The temperature over the next few decades depends on any forced response to greenhouse gases etc, but also on the particular chaotic variability experienced. To quantify the range of possibilities Deser et al. ran a large ensemble of GCM simulations for the next 50 years, with only small changes to the atmospheric initial conditions. The range of outcomes for North America and Europe was perhaps surprisingly large, with most locations having the possibility of little warming (and sometimes cooling) and also very rapid warming.
Similar simulations have now been done with the FAMOUS GCM, using a 1%/year increase in CO2 concentrations for the next 90 years. Two parallel ensembles have been performed: MICRO — 96 ensemble members with only a tiny random initial perturbation to a single grid point, and MACRO — 30 ensemble members with varying ocean & atmospheric initial conditions. As an example of what can be done with such simulations, there is a global cooling trend of 24 years in one of these ensemble members.
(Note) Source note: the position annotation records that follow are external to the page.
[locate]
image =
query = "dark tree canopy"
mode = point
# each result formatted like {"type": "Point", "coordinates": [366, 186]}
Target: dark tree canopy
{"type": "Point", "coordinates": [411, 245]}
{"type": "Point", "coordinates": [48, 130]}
The regional results can be explored in the applet below, for different seasons, regions and trend lengths (N). The maps show mean trends for the first N years for the two ensembles (top row), and also the extreme possibilities for each grid point separately (middle and bottom rows). The right column shows the regional average properties using time-series (with red & blue lines showing the maximum & minimum trends) and histograms. To be clear – the only difference between the individual ensemble members is the initial conditions. Lots of fascinating features – would be interested in hear what readers think!
UPDATE (18/12/15): Whole page updated. Summary of updates since original post: new regions and precipitation added, along with spatial maps corresponding to the regional average maximum and minimum trend (grid-point not independent option).
[Note that the variability in FAMOUS is probably too large, so the ranges are likely to be too broad if considering what this means for the real world.]